Malva rotundifolia Linn. Malvaceae. Mallow.
Europe and neighboring Asia. In Egypt, especially upon the banks of the Nile, the mallow is extensively cultivated and is used as a potherb by the natives. This plant reached northeast America before 1669 and it is mentioned by Josselyn. It is now naturalized in waste places and in cultivated grounds. The mallow was formerly among the culinary herbs but is used now only in infusion or decoction in medicine on account of its mucilaginous properties. Unger says Pythagoras thought much of this plant as a spinach and among the Greeks, as well as among the Romans, it was at one time much esteemed. Mallow and Asphodell were raised at Delos for the temple of Apollo, as a symbol of the first nourishment of man. It was known to Camerarius, 1588, and was known only to Dodonaeus, 1616, as a cultivated plant. At the present day, the young shoots are used as a salad in southern France and Italy.

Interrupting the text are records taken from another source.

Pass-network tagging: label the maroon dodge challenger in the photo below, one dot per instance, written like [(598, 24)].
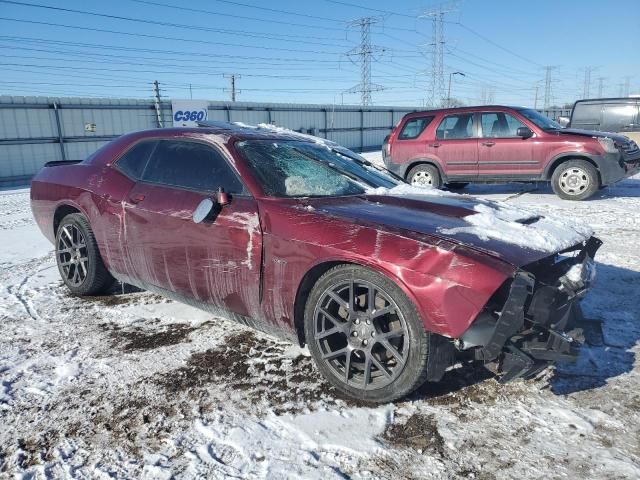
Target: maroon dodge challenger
[(388, 285)]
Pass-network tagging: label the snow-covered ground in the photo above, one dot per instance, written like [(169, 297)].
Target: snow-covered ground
[(131, 385)]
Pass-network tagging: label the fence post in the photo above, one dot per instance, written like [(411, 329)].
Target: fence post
[(59, 126)]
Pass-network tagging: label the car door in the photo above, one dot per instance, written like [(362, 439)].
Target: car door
[(455, 146), (410, 142), (501, 152), (218, 261)]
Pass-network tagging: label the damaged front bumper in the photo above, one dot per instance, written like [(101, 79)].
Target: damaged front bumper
[(535, 325)]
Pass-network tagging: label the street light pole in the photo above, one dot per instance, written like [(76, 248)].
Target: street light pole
[(449, 91)]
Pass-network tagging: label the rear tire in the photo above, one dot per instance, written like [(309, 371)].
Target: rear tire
[(424, 175), (79, 262), (365, 335), (575, 180)]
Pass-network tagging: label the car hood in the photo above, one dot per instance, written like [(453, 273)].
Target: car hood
[(514, 235), (592, 133)]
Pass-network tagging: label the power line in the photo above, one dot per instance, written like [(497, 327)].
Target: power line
[(240, 17), (161, 51), (154, 22), (161, 37), (495, 44), (388, 12)]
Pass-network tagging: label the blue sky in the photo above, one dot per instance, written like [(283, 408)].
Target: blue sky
[(292, 51)]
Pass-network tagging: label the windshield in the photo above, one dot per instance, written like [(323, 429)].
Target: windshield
[(540, 120), (302, 169)]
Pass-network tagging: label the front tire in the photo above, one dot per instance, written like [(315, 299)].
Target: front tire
[(79, 262), (424, 175), (365, 335), (575, 180)]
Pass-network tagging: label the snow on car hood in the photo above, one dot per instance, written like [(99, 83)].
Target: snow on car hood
[(514, 234)]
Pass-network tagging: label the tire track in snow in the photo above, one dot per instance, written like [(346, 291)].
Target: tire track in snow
[(18, 290)]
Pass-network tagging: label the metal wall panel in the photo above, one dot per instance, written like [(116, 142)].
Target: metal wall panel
[(30, 136)]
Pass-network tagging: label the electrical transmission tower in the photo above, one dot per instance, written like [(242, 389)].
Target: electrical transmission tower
[(157, 103), (600, 86), (547, 86), (232, 85), (365, 53), (586, 92), (437, 91), (627, 82)]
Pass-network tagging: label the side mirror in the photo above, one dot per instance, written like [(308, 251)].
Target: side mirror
[(524, 132), (203, 210), (222, 197)]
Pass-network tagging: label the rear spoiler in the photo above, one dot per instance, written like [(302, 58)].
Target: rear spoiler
[(58, 163)]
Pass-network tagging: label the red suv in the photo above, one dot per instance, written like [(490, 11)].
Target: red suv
[(455, 146)]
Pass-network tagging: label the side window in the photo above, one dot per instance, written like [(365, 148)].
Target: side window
[(618, 117), (191, 165), (455, 126), (499, 125), (414, 127), (586, 115), (132, 163)]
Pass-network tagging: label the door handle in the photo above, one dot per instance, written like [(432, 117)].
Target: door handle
[(137, 198)]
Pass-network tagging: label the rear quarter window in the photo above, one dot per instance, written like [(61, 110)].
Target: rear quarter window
[(586, 116), (414, 127), (134, 160), (619, 117)]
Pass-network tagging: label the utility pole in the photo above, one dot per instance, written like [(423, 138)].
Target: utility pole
[(364, 53), (600, 86), (547, 87), (232, 82), (156, 96), (437, 15)]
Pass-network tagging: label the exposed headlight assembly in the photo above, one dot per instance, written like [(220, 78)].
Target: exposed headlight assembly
[(608, 144)]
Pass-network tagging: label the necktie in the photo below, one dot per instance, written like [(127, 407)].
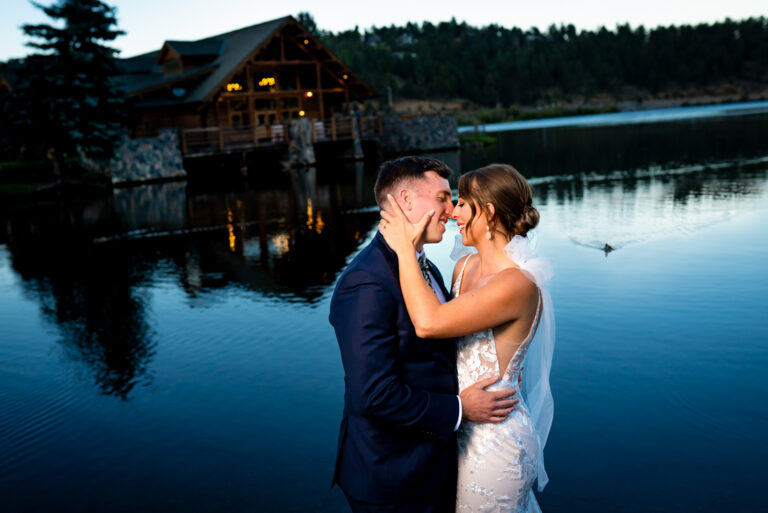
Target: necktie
[(425, 269)]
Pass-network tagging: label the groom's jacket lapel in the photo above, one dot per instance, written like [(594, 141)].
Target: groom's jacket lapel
[(396, 440)]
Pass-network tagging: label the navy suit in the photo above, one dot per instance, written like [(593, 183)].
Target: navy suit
[(397, 440)]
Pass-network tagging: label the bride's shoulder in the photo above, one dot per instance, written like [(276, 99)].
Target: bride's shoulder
[(513, 282)]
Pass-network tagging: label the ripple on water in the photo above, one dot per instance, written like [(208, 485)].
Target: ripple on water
[(34, 416)]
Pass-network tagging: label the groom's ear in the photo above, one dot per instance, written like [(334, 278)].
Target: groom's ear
[(405, 199)]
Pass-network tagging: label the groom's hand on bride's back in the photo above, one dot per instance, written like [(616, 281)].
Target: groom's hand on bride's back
[(480, 405)]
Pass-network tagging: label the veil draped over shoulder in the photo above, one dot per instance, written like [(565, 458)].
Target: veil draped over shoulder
[(538, 360)]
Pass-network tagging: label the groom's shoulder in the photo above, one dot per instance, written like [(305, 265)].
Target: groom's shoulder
[(366, 266)]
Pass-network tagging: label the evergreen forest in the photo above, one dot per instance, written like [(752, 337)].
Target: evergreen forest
[(495, 65)]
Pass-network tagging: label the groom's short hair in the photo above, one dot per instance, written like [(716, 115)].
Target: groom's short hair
[(393, 172)]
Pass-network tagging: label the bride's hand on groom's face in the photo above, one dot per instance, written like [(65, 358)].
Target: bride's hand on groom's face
[(398, 231)]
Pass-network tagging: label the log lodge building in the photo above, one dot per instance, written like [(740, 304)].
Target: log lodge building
[(255, 78)]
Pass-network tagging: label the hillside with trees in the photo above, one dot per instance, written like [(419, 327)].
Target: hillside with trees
[(495, 65)]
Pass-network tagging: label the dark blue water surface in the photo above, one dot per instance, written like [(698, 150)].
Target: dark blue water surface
[(166, 348)]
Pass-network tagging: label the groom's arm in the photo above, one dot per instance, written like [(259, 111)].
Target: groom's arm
[(363, 314)]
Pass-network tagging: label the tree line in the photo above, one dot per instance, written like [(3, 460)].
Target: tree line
[(498, 65)]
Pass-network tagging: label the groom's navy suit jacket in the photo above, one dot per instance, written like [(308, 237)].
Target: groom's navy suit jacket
[(397, 442)]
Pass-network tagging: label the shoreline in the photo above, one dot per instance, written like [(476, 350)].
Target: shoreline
[(654, 115)]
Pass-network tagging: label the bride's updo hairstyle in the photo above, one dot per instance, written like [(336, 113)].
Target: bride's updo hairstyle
[(506, 189)]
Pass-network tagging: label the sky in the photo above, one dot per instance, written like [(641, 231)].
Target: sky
[(150, 22)]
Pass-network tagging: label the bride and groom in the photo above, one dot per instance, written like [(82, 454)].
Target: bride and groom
[(433, 416)]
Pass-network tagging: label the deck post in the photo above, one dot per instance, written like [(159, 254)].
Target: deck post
[(183, 141)]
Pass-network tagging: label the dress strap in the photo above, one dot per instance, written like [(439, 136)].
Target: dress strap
[(457, 285)]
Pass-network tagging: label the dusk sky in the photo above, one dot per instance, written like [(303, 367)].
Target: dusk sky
[(149, 23)]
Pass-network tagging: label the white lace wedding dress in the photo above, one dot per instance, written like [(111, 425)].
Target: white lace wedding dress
[(499, 462)]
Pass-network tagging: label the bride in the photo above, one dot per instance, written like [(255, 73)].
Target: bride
[(502, 316)]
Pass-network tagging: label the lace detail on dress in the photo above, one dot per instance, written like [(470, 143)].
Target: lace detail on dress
[(497, 462)]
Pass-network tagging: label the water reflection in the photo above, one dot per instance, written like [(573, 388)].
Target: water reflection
[(604, 150), (91, 267), (612, 212)]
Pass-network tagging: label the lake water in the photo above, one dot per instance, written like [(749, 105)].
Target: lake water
[(167, 348)]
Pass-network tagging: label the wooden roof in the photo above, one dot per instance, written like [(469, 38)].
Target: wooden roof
[(228, 53)]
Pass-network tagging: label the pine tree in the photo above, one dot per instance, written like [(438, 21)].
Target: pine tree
[(68, 91)]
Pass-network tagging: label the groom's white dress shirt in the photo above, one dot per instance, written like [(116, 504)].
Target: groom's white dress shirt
[(442, 298)]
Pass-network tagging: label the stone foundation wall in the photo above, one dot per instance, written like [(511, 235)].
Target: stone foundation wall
[(401, 135), (148, 158)]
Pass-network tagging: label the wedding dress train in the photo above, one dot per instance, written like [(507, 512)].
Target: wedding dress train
[(499, 462)]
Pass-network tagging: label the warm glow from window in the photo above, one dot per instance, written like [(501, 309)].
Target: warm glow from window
[(231, 230)]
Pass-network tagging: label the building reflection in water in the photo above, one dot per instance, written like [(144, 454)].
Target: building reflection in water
[(93, 267)]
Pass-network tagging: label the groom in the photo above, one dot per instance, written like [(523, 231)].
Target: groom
[(397, 444)]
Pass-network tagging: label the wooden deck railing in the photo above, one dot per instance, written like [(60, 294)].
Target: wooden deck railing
[(226, 139)]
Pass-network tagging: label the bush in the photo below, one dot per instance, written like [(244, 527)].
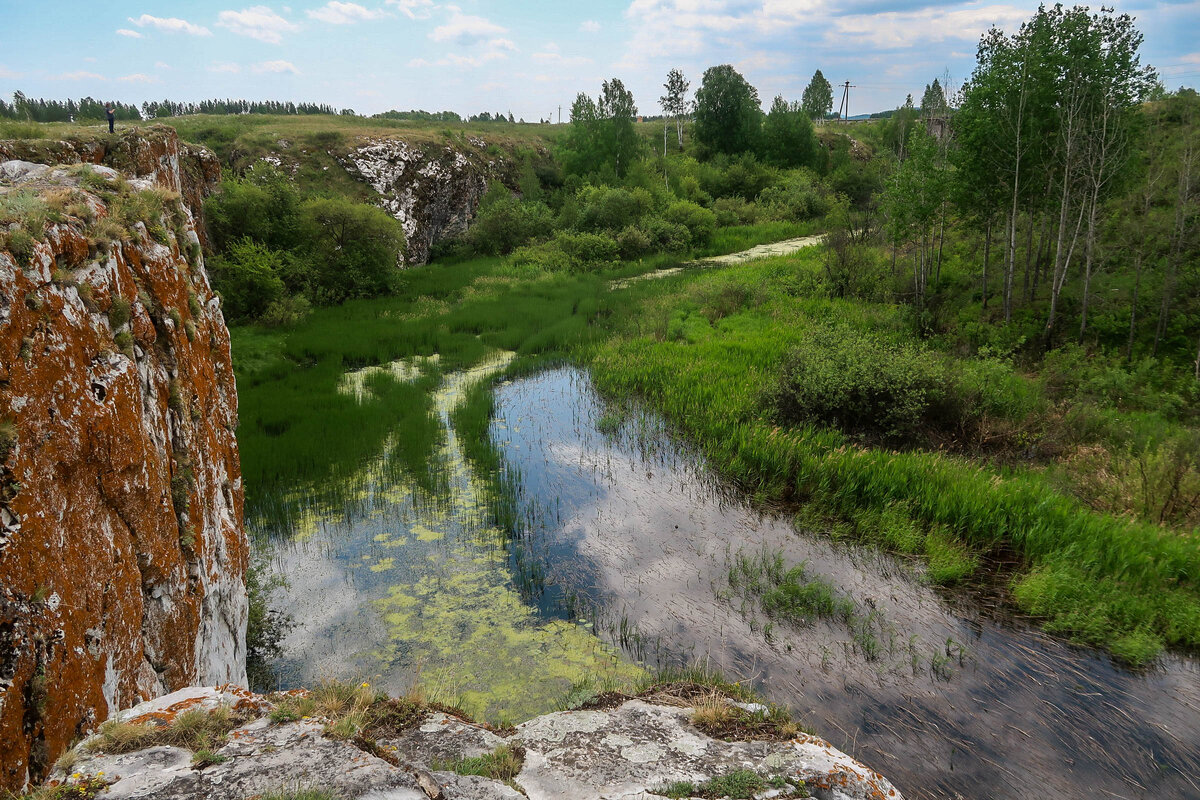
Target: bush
[(633, 244), (667, 236), (569, 252), (859, 383), (286, 311), (735, 211), (612, 209), (799, 197), (247, 278), (699, 221), (353, 246), (508, 223)]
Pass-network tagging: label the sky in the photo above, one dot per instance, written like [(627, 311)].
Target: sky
[(521, 58)]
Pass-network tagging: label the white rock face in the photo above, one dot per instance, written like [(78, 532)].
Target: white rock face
[(432, 190), (631, 751)]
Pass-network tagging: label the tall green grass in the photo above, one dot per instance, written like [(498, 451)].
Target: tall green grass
[(1111, 582)]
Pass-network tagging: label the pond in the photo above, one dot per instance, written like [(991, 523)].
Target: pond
[(640, 554)]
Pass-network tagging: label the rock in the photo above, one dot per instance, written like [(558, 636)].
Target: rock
[(441, 739), (432, 190), (627, 752), (154, 152), (637, 747), (121, 552)]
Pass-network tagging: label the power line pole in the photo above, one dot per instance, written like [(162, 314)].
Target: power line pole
[(845, 101)]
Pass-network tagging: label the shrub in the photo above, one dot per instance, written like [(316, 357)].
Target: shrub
[(798, 198), (7, 438), (612, 209), (286, 311), (735, 211), (633, 244), (569, 252), (504, 224), (119, 312), (699, 221), (667, 236), (21, 245), (247, 278), (859, 383)]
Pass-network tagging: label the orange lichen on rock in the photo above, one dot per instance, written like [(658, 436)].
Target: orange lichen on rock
[(121, 545)]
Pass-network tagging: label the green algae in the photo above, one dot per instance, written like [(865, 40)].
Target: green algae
[(437, 582)]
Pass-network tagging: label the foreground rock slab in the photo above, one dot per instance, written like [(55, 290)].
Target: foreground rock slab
[(635, 750)]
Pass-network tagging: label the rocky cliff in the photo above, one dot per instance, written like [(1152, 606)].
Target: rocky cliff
[(121, 547), (203, 744), (154, 152), (433, 190)]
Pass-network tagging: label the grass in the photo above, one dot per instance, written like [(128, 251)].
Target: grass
[(1111, 582), (352, 711), (735, 785), (502, 764), (196, 729)]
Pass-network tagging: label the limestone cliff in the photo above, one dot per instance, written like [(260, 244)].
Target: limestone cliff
[(355, 745), (121, 545), (433, 190), (154, 152)]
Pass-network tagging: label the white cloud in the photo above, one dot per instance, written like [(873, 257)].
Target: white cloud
[(257, 22), (414, 8), (910, 29), (466, 29), (78, 76), (275, 66), (171, 24), (552, 54), (345, 13)]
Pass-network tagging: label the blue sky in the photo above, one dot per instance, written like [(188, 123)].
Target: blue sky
[(525, 58)]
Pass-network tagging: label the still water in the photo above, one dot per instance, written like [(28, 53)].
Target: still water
[(631, 540)]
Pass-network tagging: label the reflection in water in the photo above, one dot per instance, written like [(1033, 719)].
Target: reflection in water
[(952, 703), (402, 587)]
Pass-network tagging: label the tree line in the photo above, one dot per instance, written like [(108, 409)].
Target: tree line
[(1073, 164)]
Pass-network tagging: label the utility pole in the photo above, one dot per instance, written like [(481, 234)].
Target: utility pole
[(845, 101)]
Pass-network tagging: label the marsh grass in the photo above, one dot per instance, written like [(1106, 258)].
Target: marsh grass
[(501, 764), (1104, 581), (196, 729)]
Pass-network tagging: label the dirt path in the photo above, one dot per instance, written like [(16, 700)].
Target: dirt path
[(753, 254)]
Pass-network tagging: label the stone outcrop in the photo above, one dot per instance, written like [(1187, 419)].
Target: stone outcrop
[(154, 152), (121, 545), (433, 190), (634, 750)]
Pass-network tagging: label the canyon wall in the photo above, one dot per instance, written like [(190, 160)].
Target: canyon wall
[(121, 545)]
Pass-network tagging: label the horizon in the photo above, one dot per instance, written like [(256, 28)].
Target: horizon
[(508, 56)]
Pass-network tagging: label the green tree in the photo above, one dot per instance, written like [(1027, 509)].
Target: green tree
[(354, 248), (727, 112), (817, 97), (603, 136), (933, 102), (787, 136), (247, 277), (675, 103)]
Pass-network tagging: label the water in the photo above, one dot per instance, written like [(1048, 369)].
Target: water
[(952, 699), (402, 588)]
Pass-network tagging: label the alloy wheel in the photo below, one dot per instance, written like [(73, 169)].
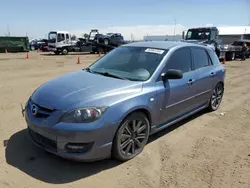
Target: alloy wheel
[(133, 137), (217, 96)]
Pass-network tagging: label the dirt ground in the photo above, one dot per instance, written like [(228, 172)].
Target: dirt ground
[(207, 150)]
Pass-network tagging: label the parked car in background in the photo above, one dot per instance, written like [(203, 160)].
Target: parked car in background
[(113, 106), (114, 39), (238, 44)]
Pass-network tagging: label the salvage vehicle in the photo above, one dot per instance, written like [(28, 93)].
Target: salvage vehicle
[(238, 44), (114, 39), (113, 106), (60, 42), (209, 36), (41, 44)]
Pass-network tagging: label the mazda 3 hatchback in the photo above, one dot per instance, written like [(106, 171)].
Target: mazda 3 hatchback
[(113, 106)]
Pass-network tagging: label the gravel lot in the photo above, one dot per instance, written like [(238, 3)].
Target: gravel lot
[(206, 150)]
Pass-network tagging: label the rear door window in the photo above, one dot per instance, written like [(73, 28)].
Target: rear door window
[(181, 60), (214, 58), (200, 58)]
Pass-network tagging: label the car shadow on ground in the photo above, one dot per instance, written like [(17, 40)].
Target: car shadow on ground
[(24, 155)]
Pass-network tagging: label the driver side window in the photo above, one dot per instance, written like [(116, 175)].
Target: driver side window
[(181, 60)]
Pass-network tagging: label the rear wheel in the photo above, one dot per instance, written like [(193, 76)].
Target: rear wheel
[(230, 56), (131, 137), (216, 97), (106, 41), (65, 51), (32, 48)]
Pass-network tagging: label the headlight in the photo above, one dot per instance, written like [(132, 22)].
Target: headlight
[(83, 115)]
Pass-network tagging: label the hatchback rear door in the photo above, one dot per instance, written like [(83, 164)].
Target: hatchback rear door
[(204, 73), (178, 94)]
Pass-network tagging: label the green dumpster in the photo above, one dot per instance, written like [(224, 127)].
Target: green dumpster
[(14, 44)]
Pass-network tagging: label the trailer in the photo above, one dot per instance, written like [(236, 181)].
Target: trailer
[(60, 42), (209, 36)]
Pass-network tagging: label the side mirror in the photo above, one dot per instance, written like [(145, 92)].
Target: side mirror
[(172, 74), (183, 35)]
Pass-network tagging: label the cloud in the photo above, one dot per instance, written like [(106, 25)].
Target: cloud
[(137, 32)]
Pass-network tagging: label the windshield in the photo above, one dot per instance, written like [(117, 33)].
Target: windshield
[(133, 63), (52, 37), (198, 34)]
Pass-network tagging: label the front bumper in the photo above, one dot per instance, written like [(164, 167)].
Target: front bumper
[(55, 139)]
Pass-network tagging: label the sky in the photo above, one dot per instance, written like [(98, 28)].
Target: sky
[(132, 18)]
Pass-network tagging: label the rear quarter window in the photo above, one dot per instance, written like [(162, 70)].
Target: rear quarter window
[(200, 58), (214, 58)]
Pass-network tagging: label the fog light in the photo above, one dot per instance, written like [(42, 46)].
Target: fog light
[(78, 147)]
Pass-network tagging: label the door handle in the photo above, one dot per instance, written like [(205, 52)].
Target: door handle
[(191, 81), (212, 74)]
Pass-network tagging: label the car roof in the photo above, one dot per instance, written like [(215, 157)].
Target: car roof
[(242, 40), (162, 44)]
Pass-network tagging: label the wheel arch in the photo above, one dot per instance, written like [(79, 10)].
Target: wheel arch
[(143, 110)]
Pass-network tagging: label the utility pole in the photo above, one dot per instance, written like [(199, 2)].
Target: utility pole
[(174, 28), (8, 30)]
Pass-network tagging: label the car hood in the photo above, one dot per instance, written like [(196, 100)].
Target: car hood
[(81, 89)]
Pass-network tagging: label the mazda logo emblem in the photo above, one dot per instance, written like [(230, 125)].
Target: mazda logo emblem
[(34, 109)]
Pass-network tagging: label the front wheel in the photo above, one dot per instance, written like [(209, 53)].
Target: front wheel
[(230, 56), (65, 51), (106, 41), (131, 137), (216, 97)]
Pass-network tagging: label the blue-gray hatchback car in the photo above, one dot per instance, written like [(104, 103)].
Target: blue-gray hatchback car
[(114, 105)]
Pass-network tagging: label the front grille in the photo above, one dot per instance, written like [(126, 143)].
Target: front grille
[(42, 140)]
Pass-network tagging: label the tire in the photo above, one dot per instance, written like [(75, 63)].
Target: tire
[(99, 50), (230, 56), (32, 48), (65, 51), (131, 137), (216, 97), (106, 41)]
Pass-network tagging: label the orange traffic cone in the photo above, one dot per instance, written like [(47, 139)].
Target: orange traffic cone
[(78, 60)]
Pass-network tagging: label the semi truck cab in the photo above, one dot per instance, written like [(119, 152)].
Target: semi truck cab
[(59, 42), (208, 36)]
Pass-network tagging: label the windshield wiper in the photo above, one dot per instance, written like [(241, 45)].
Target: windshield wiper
[(88, 70)]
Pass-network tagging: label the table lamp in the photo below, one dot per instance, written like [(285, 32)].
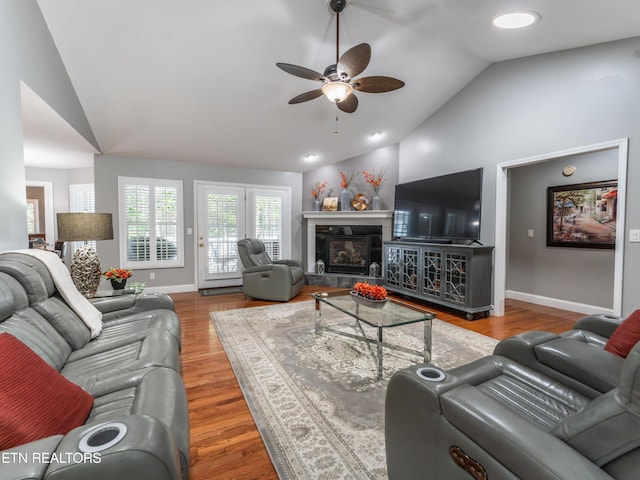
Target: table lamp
[(85, 264)]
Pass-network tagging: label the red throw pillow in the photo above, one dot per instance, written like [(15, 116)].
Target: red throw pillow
[(35, 400), (625, 336)]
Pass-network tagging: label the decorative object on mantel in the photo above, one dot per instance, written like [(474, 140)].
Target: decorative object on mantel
[(345, 196), (375, 180), (118, 277), (374, 296), (374, 270), (360, 202), (316, 191), (330, 204)]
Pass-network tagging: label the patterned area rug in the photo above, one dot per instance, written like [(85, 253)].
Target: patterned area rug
[(315, 398)]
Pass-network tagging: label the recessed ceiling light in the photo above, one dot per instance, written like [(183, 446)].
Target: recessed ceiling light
[(516, 20)]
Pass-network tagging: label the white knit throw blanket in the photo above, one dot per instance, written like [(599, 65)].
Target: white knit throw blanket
[(90, 315)]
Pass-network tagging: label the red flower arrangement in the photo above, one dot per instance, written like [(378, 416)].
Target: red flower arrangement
[(372, 292), (117, 274), (374, 179), (345, 179), (318, 188)]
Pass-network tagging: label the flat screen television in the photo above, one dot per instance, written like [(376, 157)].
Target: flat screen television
[(443, 209)]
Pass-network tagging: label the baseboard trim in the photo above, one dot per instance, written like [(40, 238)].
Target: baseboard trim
[(172, 289), (557, 303)]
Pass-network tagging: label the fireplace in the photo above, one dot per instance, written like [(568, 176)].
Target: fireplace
[(348, 254), (349, 249)]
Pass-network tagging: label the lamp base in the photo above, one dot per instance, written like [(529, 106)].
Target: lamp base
[(85, 271)]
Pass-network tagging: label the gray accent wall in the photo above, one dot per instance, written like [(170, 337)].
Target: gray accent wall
[(109, 167), (28, 55), (534, 106), (586, 274)]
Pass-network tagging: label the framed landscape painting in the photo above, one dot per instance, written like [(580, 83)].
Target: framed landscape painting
[(582, 215)]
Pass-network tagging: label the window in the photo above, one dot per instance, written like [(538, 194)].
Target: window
[(267, 212), (33, 225), (150, 223)]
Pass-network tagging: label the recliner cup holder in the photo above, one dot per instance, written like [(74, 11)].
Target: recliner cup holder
[(102, 437), (431, 374)]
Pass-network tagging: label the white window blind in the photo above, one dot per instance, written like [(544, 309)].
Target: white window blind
[(268, 223), (151, 220)]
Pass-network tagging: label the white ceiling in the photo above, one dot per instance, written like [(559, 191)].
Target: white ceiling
[(196, 80)]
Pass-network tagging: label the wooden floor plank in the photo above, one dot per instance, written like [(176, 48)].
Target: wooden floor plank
[(225, 443)]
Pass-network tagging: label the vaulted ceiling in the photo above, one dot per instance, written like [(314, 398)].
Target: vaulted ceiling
[(196, 80)]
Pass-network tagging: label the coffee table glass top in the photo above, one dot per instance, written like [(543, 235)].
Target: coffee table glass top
[(392, 314)]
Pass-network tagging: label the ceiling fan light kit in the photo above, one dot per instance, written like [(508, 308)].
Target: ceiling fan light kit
[(337, 91), (338, 79)]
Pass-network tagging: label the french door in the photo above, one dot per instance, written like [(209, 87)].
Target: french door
[(227, 213)]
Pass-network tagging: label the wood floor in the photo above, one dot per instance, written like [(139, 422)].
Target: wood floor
[(225, 443)]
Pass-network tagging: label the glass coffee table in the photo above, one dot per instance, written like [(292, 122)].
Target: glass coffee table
[(393, 314)]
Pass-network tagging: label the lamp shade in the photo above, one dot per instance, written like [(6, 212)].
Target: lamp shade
[(83, 227)]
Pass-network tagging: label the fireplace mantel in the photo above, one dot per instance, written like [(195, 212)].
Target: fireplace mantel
[(383, 218)]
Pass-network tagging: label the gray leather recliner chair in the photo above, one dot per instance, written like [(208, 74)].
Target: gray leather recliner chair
[(265, 279), (497, 419)]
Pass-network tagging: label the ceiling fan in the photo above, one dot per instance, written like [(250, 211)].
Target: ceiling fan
[(338, 79)]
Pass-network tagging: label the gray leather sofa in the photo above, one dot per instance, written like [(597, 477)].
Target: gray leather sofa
[(131, 369), (262, 278), (497, 418), (576, 358)]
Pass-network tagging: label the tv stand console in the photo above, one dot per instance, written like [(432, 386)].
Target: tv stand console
[(457, 276)]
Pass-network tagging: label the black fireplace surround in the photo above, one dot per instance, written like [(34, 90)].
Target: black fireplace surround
[(349, 249)]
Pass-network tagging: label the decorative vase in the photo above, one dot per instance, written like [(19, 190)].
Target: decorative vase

Malva sylvestris Linn. Cheeses. High Mallow. Marsh Mallow.
Europe and temperate Asia. This mallow is sometimes cultivated in our gardens and, on account of its mucilaginous properties, finds use as a demulcent in medicine. It is a native of Europe and has become naturalized in this country. Johnson says the foliage, when boiled, forms a very wholesome vegetable, and the flat seeds are eaten by country people.
Malva verticillata Linn. Curled Mallow.
Europe, Asia and northern Africa. This plant is used in China as a vegetable.
Sturtevant's Edible Plants of the World, 1919, was edited by U. P. Hedrick.